While four of the US’ intelligence agencies produced analyses indicating the Taliban would gain ground against the since-deposed government in Kabul, none predicted its imminent collapse, according to a report published Thursday.
The Wall Street Journal reviewed nearly two-dozen assessments from the CIA, Defense Intelligence Agency (DIA), Office of the Director of National Intelligence (ODNI) and the State Department’s intelligence bureau, finding that while they agreed the internationally-recognized government was unlikely to survive without US aid, they differed on its longevity.
A May 17 report from the CIA determined that the government would fall by the end of the year. Less than a month later an assessment said the Taliban would take full control within two years, the Journal reported.
On June 4, the DIA said the Taliban would adopt a strategy to take and isolate rural areas.
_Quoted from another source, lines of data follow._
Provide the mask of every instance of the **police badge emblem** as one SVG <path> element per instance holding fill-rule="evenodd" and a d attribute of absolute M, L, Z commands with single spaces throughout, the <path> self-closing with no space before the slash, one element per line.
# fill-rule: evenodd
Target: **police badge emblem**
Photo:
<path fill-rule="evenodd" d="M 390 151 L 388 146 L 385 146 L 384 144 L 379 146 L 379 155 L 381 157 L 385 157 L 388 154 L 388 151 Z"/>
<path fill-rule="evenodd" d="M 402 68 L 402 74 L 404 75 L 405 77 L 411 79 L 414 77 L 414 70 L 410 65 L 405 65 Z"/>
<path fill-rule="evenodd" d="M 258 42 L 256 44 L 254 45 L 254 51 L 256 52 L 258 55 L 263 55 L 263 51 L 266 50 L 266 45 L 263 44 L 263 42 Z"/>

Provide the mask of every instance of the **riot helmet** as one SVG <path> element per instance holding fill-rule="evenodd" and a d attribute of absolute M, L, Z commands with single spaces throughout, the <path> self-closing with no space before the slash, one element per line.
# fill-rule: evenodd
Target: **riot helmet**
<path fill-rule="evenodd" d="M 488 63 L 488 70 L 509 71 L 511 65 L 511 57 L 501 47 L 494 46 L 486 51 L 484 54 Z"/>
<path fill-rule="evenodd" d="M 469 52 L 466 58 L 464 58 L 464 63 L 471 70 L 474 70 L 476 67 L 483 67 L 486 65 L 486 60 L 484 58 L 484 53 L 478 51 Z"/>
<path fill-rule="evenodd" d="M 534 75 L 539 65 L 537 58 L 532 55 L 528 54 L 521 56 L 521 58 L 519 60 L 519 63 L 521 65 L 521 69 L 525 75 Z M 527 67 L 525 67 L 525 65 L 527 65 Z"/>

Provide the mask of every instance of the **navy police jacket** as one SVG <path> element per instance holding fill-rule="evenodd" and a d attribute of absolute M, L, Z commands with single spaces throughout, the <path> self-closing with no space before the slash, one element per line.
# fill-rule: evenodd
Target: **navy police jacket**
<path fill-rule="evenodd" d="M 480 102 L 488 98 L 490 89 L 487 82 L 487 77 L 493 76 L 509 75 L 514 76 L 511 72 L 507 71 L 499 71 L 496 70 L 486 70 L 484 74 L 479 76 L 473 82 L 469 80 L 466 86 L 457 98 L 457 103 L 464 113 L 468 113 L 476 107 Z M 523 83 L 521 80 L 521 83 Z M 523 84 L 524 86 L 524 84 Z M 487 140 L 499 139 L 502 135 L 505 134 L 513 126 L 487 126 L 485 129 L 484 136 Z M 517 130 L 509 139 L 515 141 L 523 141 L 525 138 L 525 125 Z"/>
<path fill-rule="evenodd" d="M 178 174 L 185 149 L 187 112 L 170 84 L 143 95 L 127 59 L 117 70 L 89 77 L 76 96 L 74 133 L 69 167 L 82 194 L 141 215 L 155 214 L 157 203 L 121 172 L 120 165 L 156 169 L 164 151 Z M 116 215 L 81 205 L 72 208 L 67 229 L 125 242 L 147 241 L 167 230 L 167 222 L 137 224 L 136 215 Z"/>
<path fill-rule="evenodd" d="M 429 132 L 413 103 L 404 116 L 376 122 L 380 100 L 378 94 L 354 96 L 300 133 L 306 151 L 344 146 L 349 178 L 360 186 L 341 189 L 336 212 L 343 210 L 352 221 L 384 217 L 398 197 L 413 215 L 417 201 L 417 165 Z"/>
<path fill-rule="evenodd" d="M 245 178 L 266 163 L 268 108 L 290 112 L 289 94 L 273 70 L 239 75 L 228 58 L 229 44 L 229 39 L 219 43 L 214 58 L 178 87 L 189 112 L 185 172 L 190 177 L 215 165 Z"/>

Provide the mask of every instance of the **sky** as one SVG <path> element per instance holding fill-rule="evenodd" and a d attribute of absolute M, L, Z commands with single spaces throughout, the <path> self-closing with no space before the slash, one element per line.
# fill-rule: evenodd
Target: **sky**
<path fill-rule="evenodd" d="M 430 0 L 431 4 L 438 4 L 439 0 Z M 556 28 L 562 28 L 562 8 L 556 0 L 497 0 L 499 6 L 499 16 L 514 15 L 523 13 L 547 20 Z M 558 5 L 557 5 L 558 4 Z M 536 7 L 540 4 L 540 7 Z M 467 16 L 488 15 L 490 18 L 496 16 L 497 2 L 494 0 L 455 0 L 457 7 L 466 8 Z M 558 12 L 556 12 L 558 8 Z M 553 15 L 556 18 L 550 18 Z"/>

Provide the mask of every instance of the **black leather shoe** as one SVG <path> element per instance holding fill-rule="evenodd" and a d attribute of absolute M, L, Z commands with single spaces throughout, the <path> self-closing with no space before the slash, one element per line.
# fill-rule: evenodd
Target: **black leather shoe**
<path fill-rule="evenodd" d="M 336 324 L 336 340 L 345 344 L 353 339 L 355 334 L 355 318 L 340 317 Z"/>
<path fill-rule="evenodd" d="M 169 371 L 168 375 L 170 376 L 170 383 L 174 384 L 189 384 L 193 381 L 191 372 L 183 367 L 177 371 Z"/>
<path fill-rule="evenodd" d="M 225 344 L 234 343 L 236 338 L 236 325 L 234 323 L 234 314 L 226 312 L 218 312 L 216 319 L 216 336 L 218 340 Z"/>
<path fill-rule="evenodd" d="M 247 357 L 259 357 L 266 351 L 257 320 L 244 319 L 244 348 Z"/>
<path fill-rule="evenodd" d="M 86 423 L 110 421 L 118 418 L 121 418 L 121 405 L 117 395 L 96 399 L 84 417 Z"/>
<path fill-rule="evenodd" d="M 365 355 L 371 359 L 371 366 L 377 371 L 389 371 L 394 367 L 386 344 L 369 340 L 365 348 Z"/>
Three days later, the DIA said in an executive memo that the government would continue to hold Kabul.
Four U.S. Intelligence Agencies Produced 12 Reports on Afghanistan Since Spring 2020, but All Failed to Predict Kabul’s Rapid Collapse, With Estimates about Kabul's Fall Ranging from "a few months" to a "few years" After US Withdrawal https://t.co/ED7A4iiKA6 via @WSJ
— Jason Lyall (@jaylyall_red5) October 28, 2021
“The intelligence shortfalls underpinned some of the policy failures that resulted in chaotic mass civilian evacuations in the deadly final weeks of the U.S.’s 20-year Afghan war,” the Journal reported.
Far apart from the official intelligence analyses, Kabul would fall to the Taliban on Aug. 15 with former President Ashraf Ghani fleeing the capital as militants closed in.
The US was forced to hole up at Kabul’s international airport where it evacuated more than 120,000 foreigners and Afghan nationals in the course of the following two weeks in what were the chaotic final days of Washington’s withdrawal.